This largely autobiographical and wonderfully empathetic film begins (where else?) at the movies.
It’s 1952 and pianist Mitzi (Michelle Williams) and computer engineer Burt (Paul Dano) are taking their nervous six-year-old son Sammy (Mateo Zoryan Francis-Deford and later Gabriel LaBelle) to the cinema to watch his first film. Spielberg’s alter ego is traumatised by the climactic train wreck in The Greatest Show On Earth.
After repeated nightmares, he obsessively recreates it over and over again with his train set. Then the imaginative Mitzi hits on a way to save on expensive trips to the toy shop for replacement trains.
Handing him his father’s 8mm cine camera, she tells him to film the crash he can watch it repeatedly on screen.
This is a eureka moment for Spielberg’s alter ego. Through cinema, he can channel his fears and shape reality. A nervous little Jewish kid has become God.

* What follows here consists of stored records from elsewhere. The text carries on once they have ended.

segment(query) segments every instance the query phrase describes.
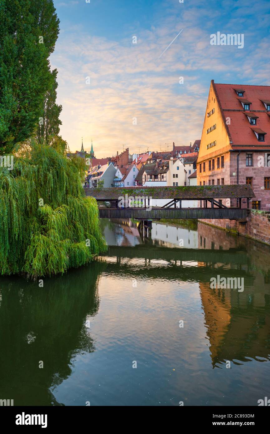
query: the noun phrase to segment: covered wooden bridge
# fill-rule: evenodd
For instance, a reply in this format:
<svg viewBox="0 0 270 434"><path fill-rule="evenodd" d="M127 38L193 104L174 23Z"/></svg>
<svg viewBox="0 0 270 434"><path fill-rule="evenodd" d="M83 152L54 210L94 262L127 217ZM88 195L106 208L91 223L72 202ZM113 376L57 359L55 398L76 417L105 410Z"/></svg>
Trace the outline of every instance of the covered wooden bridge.
<svg viewBox="0 0 270 434"><path fill-rule="evenodd" d="M250 200L254 197L249 185L189 187L85 188L87 196L99 204L101 218L229 219L245 220ZM234 199L236 207L224 204ZM242 207L242 199L247 200ZM164 199L162 207L153 207L153 199ZM183 207L183 201L196 201L196 207ZM226 202L226 201L225 201Z"/></svg>

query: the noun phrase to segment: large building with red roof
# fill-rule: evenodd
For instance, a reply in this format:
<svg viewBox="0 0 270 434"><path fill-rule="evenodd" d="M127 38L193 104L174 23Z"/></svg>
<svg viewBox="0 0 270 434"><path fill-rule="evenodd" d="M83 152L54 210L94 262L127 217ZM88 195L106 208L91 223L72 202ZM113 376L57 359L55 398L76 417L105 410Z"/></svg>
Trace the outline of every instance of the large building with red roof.
<svg viewBox="0 0 270 434"><path fill-rule="evenodd" d="M270 86L211 81L197 174L198 185L250 184L242 206L269 210Z"/></svg>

Sammy will use his camera to woo girls, tame bullies and ultimately step out of his successful father’s shadow. But this isn’t just another portrait of the artist as a young man.
As Burt’s career sends the Fabelmans from Arizona to California, Spielberg assesses Mitzi’s thwarted artistic ambitions, her reckless sense of adventure and her relationship with his genial “Uncle” Benny (Seth Rogen).
While Williams plays Mitzi with a theatricality some may find jarring, Dano uses a sad smile to devastating effect as his wounded father.
Sammy’s (and by extension Spielberg’s) well-meaning parents are complex human beings living messy lives. Spielberg’s seven-times Oscar-nominated drama is a poignant tribute to them both.